Ah, but if that is indeed your response, you haven’t been paying attention to the news here in Los Angeles.  What I must do, under the terms of the LAPD’s Special Order 7 (PDF), is allow the unlicensed driver to contact Francisco and allow him time to come to the scene and, assuming he has a driver’s license, take charge of the car.  If Francisco does not have a license, he must be allowed to ask someone who does have one to come and take the car.  In the event no qualified person is able to come, I can still impound the car, but only for one day, not thirty.

You see, the law authorizing police to impound cars driven by unlicensed drivers was enacted in the bad old days, when legislators and police officers alike considered it a duty to discourage and punish affronts to public safety.  This of course was before enlightened Democrats, who now enjoy super-majorities in both houses of the California legislature, set to the task of making the state more hospitable to illegal immigrants.  Under a law recently passed, illegal immigrants in California will soon be granted driver’s licenses, so the question of impounding their cars when they’re found to be driving without a license will become a bit trickier.  But you can bet there will be those who will look to cut them even more slack than the new law requires.

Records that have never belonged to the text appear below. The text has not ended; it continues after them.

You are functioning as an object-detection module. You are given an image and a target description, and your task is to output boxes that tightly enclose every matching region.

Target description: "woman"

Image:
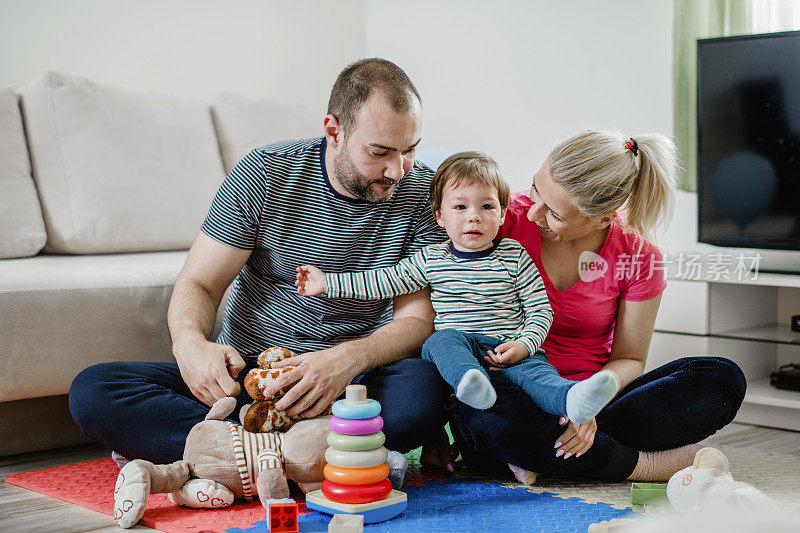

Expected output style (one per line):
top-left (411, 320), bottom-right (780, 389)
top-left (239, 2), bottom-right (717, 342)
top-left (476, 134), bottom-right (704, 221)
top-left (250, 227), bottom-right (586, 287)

top-left (444, 131), bottom-right (746, 482)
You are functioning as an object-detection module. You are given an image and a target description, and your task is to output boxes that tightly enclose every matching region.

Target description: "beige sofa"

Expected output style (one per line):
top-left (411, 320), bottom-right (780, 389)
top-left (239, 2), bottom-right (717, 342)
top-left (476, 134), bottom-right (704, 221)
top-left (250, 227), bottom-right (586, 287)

top-left (0, 72), bottom-right (324, 455)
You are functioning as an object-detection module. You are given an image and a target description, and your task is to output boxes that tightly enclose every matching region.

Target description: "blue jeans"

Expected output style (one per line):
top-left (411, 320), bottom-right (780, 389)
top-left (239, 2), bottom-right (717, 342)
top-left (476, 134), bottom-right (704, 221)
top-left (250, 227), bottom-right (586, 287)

top-left (422, 329), bottom-right (576, 415)
top-left (69, 358), bottom-right (449, 464)
top-left (451, 357), bottom-right (747, 481)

Among those surely will be LAPD Chief Charlie Beck, under whom Special Order 7 came to be implemented.  Appointed by former mayor Antonio Villaraigosa, Chief Beck was and remains a willing servant in Villaraigosa’s effort to make Los Angeles more friendly to immigrants, legal or not.  Special Order 7 has been challenged in court, both by the police officers labor union and by Judicial Watch, and in August a Superior Court judge ruled that it was preempted by state law.  This forced Beck to rescind the order, but last week an appeals court set aside that ruling, allowing Beck once again to implement his order.  Beck has called it an issue of “fairness,” saying that the fees attendant to lengthy impounds were too high for many illegal immigrants to pay, resulting in the permanent loss of their cars.